Resonant scattering

The scattering rate due to Coulomb interactions between a fast particle (speed v) and thermal particles decreases with increasing v as v−3. Thus one might expect that fast particles are scattered very ineffectively. The reverse is the case in the low density (low β) plasmas in the magnetosphere, and in space and astrophysical plasmas generally. Fast particles are scattered very efficiently due to resonant interaction with low frequency waves, called resonant scattering.
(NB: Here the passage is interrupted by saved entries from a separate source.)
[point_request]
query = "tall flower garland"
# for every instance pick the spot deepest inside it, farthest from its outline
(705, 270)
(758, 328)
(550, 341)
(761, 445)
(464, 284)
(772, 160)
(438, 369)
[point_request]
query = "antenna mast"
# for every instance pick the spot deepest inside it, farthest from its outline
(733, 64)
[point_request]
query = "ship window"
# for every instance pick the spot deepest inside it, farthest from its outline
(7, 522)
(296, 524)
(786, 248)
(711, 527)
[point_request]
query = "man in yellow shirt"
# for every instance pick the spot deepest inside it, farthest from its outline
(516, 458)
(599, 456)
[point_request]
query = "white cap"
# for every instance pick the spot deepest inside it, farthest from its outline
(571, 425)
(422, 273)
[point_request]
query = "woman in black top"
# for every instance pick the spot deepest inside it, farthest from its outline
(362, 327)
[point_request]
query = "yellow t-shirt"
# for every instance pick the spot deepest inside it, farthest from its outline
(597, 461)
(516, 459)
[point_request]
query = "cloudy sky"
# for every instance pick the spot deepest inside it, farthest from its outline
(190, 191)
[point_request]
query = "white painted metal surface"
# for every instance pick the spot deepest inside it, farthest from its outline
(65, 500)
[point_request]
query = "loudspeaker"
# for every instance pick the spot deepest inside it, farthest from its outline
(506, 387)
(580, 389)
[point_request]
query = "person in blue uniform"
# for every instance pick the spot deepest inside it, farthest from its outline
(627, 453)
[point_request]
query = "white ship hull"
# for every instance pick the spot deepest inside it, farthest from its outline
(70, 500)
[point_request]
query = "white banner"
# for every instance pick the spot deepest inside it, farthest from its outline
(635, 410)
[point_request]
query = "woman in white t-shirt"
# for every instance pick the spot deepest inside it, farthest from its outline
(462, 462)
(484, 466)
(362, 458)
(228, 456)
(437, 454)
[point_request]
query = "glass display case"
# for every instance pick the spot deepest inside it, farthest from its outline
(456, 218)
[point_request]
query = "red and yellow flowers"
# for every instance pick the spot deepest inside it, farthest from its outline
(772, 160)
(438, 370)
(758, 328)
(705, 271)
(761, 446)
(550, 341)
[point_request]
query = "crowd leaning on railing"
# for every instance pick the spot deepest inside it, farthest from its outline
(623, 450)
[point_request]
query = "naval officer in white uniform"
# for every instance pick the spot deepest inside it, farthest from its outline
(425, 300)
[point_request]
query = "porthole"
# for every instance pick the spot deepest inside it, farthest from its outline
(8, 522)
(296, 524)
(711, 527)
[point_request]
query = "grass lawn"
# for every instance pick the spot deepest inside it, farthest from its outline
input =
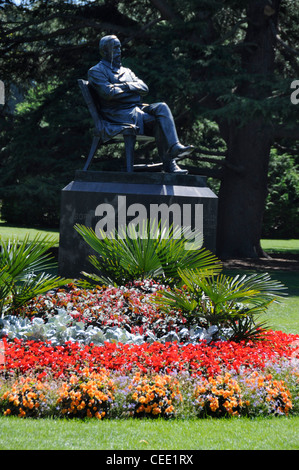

The evidence which led to the initial development of the theory of resonant scattering came from the properties of the trapped particles in the magnetosphere. By the early 1960's it was clear that for the stability of the distributions of trapped magnetospheric particles (in the terrestrial ‘radiation’ or ‘van Allen’ belts) to be consistent with the observations of precipitation of these particles, both the fast electrons and the fast ions must be scattered very efficiently. The development of the theory of resonant scattering led to a satisfactory qualitative and semi-quantitative explanation for these magnetospheric observations. Resonant scattering also offered ways of resolving serious difficulties connected with the scattering and acceleration of fast particles in astrophysical plasmas. The most obvious of these concerns the confinement of galactic cosmic rays (§13.4). Another serious difficulty was with the acceleration of fast particles: early theories for the acceleration required (either implicitly or explicitly) very efficient scattering.